The default model is turbo, which offers fast transcription with good accuracy for English and multilingual content.
Language Options
Automatic Language Detection
By default, Whisper detects the language automatically:
Specify Language
For better performance, specify the language explicitly:
whisper japanese.wav --language Japanese
You can use either the language name (e.g., Japanese, Spanish) or language code (e.g., ja, es).
Translation to English
Translate non-English speech directly to English:
whisper japanese.wav --model medium --language Japanese --task translate
The turbo model does not support translation. Use multilingual models (tiny, base, small, medium, large) for translation tasks.
Output Options
Output Directory
Specify where to save the transcription files:
whisper audio.mp3 --output_dir ./transcripts
Choose specific output formats:
whisper audio.mp3 --output_format srt
Available formats:
txt - Plain text
vtt - WebVTT subtitles
srt - SubRip subtitles
tsv - Tab-separated values with timestamps
json - JSON with detailed segment information
all - Generate all formats (default)
Advanced Options
Word-Level Timestamps
Extract word-level timestamps for precise timing:
whisper audio.mp3 --word_timestamps True
This enables additional subtitle formatting options:
whisper audio.mp3 --word_timestamps True --max_line_width 50 --highlight_words True
Device Selection
Choose between CPU and GPU processing:
whisper audio.mp3 --device cuda # Use GPU
whisper audio.mp3 --device cpu # Use CPU
Initial Prompt
Provide context or custom vocabulary to improve accuracy:
whisper audio.mp3 --initial_prompt "This is a technical discussion about machine learning and neural networks."
Temperature and Sampling
Use temperature 0 for deterministic output: whisper audio.mp3 --temperature 0 --beam_size 5
Use non-zero temperature for sampling: whisper audio.mp3 --temperature 0.8 --best_of 5
Compression and Quality Thresholds
whisper audio.mp3 \
--compression_ratio_threshold 2.4 \
--logprob_threshold -1.0 \
--no_speech_threshold 0.6
--compression_ratio_threshold: Detect and retry overly repetitive outputs (default: 2.4)

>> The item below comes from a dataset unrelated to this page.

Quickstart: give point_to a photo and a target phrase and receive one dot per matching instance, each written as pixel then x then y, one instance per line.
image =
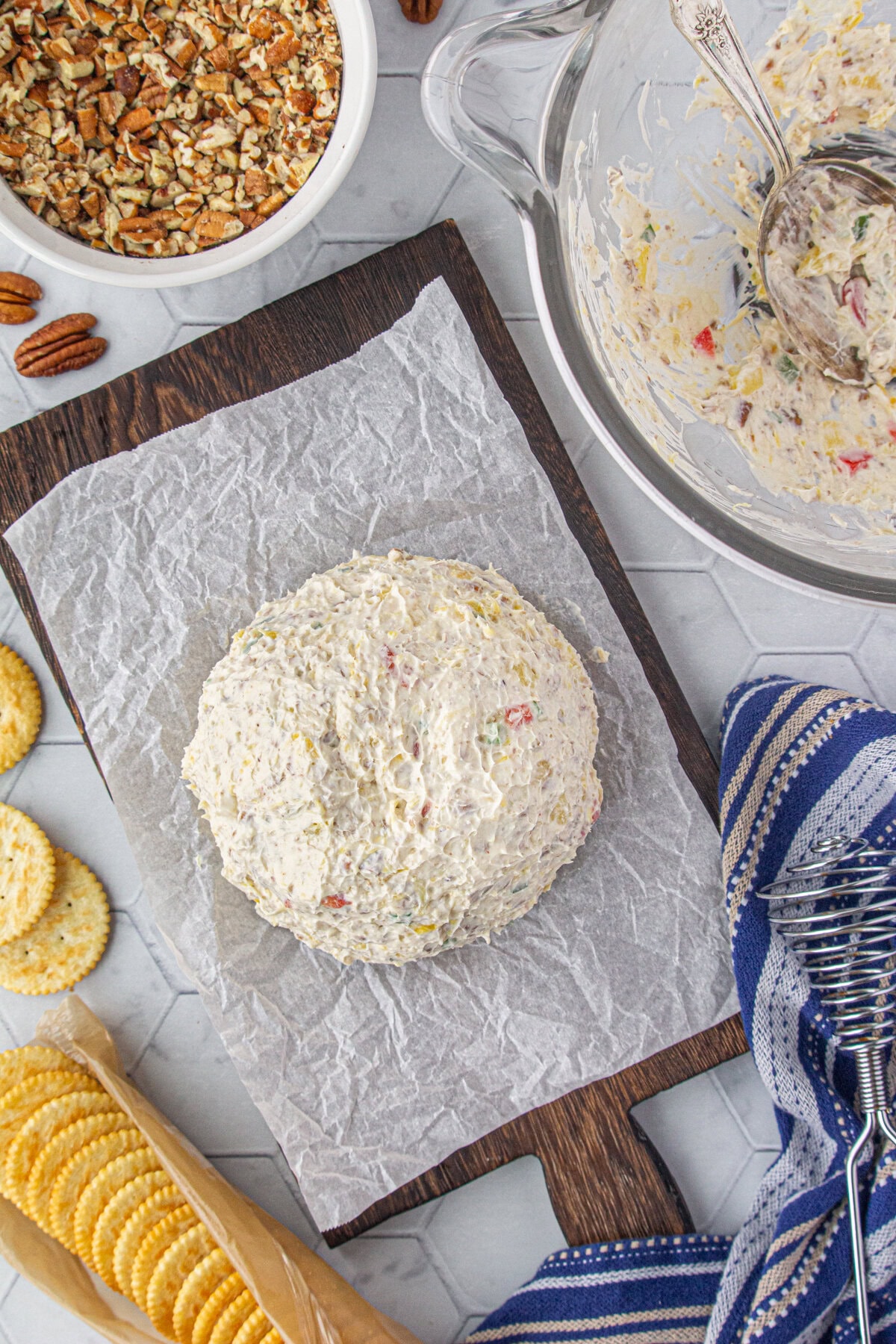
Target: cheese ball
pixel 398 759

--logprob_threshold: Retry if average log probability is too low (default: -1.0)
--no_speech_threshold: Detect silent segments (default: 0.6)
Common Examples
Transcribe with High Accuracy
whisper interview.mp3 --model large --language English
Generate SRT Subtitles
whisper video.mp4 --model medium --output_format srt --word_timestamps True
Process Specific Audio Clips
whisper podcast.mp3 --clip_timestamps "0,300,600,900" --output_dir ./segments
This processes clips from 0-300s and 600-900s.
Batch Processing with Consistent Settings
whisper * .wav --model turbo --language English --output_dir ./output --output_format json
Full Options Reference
View all available options:
For large files or batch processing, consider using a GPU with --device cuda to significantly speed up transcription.